Sampling of graph signals via randomized local aggregations

TL;DR

This paper introduces a novel graph signal sampling method combining localized sampling with compressed sensing, providing theoretical guarantees for reconstruction without prior knowledge of the signal support.

Contribution

It proposes a new randomized local aggregation sampling technique that works universally for any graph and basis, without needing support or sparsity prior.

Findings

Provides theoretical guarantees for reconstruction and noise stability

Works for any graph and orthonormal basis

Does not require prior knowledge of signal support

Abstract

Sampling of signals defined over the nodes of a graph is one of the crucial problems in graph signal processing. While in classical signal processing sampling is a well defined operation, when we consider a graph signal many new challenges arise and defining an efficient sampling strategy is not straightforward.

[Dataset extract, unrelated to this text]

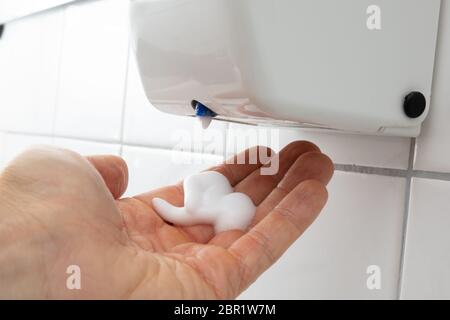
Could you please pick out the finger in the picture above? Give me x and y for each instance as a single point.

Recently, several works have addressed this problem. The most common techniques select a subset of nodes to reconstruct the entire signal. However, such methods often require the knowledge of the signal support and the computation of the sparsity basis before sampling. Instead, in this paper we propose a new approach to this issue. We introduce a novel technique that combines localized sampling with compressed sensing. We first choose a subset of nodes and then, for each node of the subset, we compute random linear combinations of signal coefficients localized at the node itself and its neighborhood. The proposed method provides theoretical guarantees in terms of reconstruction and stability to noise for any graph and any orthonormal basis, even when the support is not known.